1 “ءَاثَرَ” (esârâ) sözcüğü, “tercih etti” anlamına gelmektedir. Bu ifade Kur’an’da 5 kez geçer: 12:91; 20:72; 59:9; 79:38; 87:16.

39. Elbette ki cehim (ateş, cehennem), onun için barınaktır.1

            1 “الْمَأْوَ” (el-me’vâ) sözcüğü, “barınak”, “sığınak”, gibi anlamlara gelir.  

40. Ancak, kim Rabbinin makamında (suçlu) olmaktan korkarsa ve nefsini hevadan1 menetmişse;

1 “هَوٰ” (hevâ) sözcüğü, “nefsin arzuladığı şeyler” demektir.

41. Elbette ki cennet, onun için barınaktır.

42. Sana saatten soruyorlar: “Ne zaman1 sabitlenecek2?”

            1 “اَيَّانَ” (eyyâne) sözcüğü, “ne zaman” veya “hangi zaman” anlamına gelmektedir. Bu ifade Kur’an’da 6 kez geçer: 51:12; 75:6; 7:187; 79:42; 16:21; 27:65.

            2 “مُرْسٰيهَا” (mursâyhe) sözcüğü, “sabitlemek”, “yerleştirmek”, “sabit kılmak”, “durdurmak” gibi anlamlara gelmektedir ve bir şeyin sabitlenmesi veya yerleştirilmesi anlamına gelen “رسو” (resev) kökünden türemiştir. Kur’an’da, bu kökten türemiş 14 sözcük geçmektedir: 7:187; 11:41; 13:3; 15:19; 16:15; 21:31; 27:61; 31:10; 34:13; 41:10; 50:7; 77:27; 79:32; 42.

43. Sen onun zikri hakkında ne durumdasın?1

            1 “فِيمَ” (fīymā) sözcüğü, “Ne (şeyde)?” veya “Nedir (şey)?” şeklinde çevrilebilecek bir ifadedir. Bağlama göre “ne konuda” ya da “ne hususta”, gibi anlamlar da taşıyabilir. “ف۪يمَ اَنْتَ” (fiymâ ente) ifadesi de “ne içindesin” veya “ne durumdasın” gibi anlamlar taşıyabilir. Bu ifade Kur’an’da 11 kez geçer: 2:235; 3:66 (2 kez); 4:65; 7:190; 8:68; 22:69; 23:100; 28:77; 46:26; 79:43.

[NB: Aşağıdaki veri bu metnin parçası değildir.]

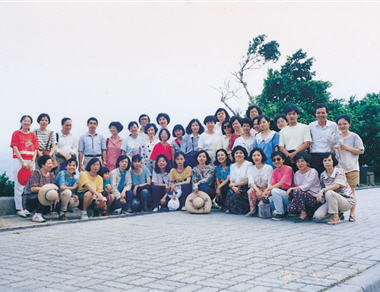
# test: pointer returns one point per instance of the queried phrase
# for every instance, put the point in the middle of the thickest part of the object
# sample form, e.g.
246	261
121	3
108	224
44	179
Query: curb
367	281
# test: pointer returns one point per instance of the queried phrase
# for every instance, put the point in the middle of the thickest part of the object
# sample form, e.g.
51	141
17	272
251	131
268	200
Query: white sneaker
38	218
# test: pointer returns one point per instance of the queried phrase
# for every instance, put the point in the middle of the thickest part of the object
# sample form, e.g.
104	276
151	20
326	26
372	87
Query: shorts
352	178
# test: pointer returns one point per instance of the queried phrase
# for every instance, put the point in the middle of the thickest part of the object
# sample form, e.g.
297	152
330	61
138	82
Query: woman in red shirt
25	145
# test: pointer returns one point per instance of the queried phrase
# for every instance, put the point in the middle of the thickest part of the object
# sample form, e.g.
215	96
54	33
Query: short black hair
291	108
43	159
208	159
304	155
278	153
144	115
247	113
209	119
188	128
92	119
345	117
237	148
178	127
321	105
91	162
166	116
168	165
263	156
63	121
222	110
117	125
327	155
122	157
43	115
150	125
167	132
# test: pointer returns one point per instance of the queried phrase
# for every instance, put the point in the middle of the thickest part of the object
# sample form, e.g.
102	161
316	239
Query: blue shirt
92	145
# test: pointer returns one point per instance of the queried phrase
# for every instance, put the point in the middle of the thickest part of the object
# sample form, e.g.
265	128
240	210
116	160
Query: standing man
325	136
91	145
295	137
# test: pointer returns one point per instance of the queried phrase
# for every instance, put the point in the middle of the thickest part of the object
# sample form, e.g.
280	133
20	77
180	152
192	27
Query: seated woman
203	175
67	183
141	187
161	183
306	189
37	180
90	188
180	179
121	183
237	197
222	175
258	179
281	181
335	190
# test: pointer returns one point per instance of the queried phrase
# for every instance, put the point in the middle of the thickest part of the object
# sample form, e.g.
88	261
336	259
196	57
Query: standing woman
148	146
113	145
193	130
267	140
237	197
349	148
47	140
24	145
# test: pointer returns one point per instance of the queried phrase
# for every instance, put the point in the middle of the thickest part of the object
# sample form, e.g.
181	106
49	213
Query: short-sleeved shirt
139	179
38	180
349	161
292	137
92	144
26	144
178	177
284	175
337	177
85	178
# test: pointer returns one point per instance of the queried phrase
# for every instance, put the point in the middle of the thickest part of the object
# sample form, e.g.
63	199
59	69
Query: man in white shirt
325	136
295	137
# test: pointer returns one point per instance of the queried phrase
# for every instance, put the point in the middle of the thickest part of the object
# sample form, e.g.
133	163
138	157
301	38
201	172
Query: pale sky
117	60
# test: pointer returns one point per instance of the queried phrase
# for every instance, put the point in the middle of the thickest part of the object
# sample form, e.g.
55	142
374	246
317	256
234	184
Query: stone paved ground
183	252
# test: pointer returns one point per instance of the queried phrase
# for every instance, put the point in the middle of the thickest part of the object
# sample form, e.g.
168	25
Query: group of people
251	166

44. Onun nihayeti (son bilgisi)1 Rabbinindir.2

            1 “مُنْتَهَا” (muntehâ) sözcüğü, “son” veya “nokta” anlamına gelir. Bu kelime, bir şeyin son bulduğu, tamamlandığı veya sona erdiği yeri ifade eder.

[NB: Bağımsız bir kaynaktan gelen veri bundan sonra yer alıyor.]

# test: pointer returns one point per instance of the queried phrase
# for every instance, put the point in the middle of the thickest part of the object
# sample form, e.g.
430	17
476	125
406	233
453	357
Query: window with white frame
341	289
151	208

2 Benzer mesajlar: 7:187; 20:15; 21:109; 31:34; 33:63; 41:47; 42:17; 43:85; 47:18; 67:26; 79:42-46.

45. Sen ancak ondan huşu duyan kimseler için uyarıcısın.1

1 Bu ayetin anlamı; ‘Muhammed Kıyametten huşu duyanlara tebliğ etsin’ demek değildir. Bu ayet ‘senin tebliğine sadece “huşu duyanlar” kulak verecek ve ancak onlar bundan istifade edeceklerdir’ anlamına gelmektedir.

46. Onlar, onu gördükleri gün, (dünyada) sadece bir yatsı veya kuşluk vakti1 kadar kaldıklarını zannedecekler.2

            1 “ضُحًۭى” (dûhâ) sözcüğü, “kuşluk vakti”, “sabah aydınlığı”, “güneşin ilk ışıkları” anlamlarına gelir. Bu sözcük Kur’an’da 11 kez geçer: 7:98; 20:59; 79:29, 46; 91:1; 93:1.

2 Benzer mesajlar: 10:45; 20:103; 23:112-114; 30:55; 46:35.